Given all the things I've said...

...how in the heck can I support Howard Dean if he's the Democratic nominee? That question was posed in the comments to an earlier post, and my answer was pretty much boiler-plate ABB. After all, I'm a Democrat, and I've come around after some pretty bloody primary battles in years past. If you think I'm tough on Dean, you should have heard some of the things I said about Bill Clinton, and kept saying until I cast my vote for Jerry Brown on the floor of the '92 Democratic National Convention.

I came around, though. Of course, it was made easier by the Clinton campaign, who actually sent National Campaign Manager David Wilhelm (now a Kerry endorser) out to the Washington State Democratic Convention to meet with representatives of the contending campaigns and assure us there was room under the Clinton tent when the time came.

Howard Dean has taken a somewhat different tack, seeming to push people into various categories of enemy, whether it's calling Democratic Congresspersons cockroaches, tagging the DLC as the Republican wing of the Party or generally dismissing anyone who defers from his personal vision as Bush-lite.

Will Saletan observes the Dean approach in Slate, and offers a noteworthy comment.
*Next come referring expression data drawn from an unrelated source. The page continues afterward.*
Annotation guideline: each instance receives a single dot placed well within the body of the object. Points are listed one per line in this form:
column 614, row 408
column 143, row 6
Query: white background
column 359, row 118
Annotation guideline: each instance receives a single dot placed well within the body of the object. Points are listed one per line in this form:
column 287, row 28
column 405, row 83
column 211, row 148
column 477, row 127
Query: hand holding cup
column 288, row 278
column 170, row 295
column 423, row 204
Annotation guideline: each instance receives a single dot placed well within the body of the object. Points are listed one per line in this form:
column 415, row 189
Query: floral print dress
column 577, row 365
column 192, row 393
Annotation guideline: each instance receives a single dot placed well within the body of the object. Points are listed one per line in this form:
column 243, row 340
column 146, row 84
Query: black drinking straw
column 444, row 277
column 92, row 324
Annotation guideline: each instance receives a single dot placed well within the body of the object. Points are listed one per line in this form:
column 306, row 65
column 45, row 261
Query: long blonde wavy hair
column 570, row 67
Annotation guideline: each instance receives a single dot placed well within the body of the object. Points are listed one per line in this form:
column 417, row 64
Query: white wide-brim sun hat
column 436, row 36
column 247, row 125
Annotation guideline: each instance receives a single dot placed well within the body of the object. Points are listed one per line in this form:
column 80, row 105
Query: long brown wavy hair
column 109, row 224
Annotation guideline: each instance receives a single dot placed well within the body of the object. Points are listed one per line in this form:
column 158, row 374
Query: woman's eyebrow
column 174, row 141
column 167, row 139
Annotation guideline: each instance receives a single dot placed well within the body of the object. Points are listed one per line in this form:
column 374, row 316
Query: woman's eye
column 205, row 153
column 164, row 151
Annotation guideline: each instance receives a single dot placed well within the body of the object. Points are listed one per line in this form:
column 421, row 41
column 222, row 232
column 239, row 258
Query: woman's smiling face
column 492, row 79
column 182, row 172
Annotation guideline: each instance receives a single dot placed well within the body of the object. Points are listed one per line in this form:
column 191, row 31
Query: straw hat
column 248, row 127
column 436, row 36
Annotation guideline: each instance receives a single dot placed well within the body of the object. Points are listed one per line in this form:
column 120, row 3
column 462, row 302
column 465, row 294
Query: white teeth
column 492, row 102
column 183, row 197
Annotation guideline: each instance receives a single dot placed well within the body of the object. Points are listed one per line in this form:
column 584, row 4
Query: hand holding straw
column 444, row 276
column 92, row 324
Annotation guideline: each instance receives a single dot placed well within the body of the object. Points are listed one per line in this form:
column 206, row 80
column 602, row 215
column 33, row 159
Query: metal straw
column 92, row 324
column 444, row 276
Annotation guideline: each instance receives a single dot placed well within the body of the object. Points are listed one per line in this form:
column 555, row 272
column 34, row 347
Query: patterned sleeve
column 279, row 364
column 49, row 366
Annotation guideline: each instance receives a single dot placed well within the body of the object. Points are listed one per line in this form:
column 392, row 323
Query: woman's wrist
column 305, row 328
"Each time an opponent counterattacks, Dean's campaign exhorts his followers to send the opponent a message by sending Dean money. "It's a polite way of saying where you can take it," Dean explained Friday. But after a while, telling people where they can take it becomes a problem. The list of constituencies to whom you've given the finger grows. "Them" starts to outnumber "us." "

And there, increasingly, is my problem. When it comes to Democratic politics, I like to think of myself as part of "us." More and more, though, Dean and the Deaners I encounter are making me feel like some kind of "them." And if I, a hard line Yellow Dog Democrat, feel that way, how many folks have we already lost?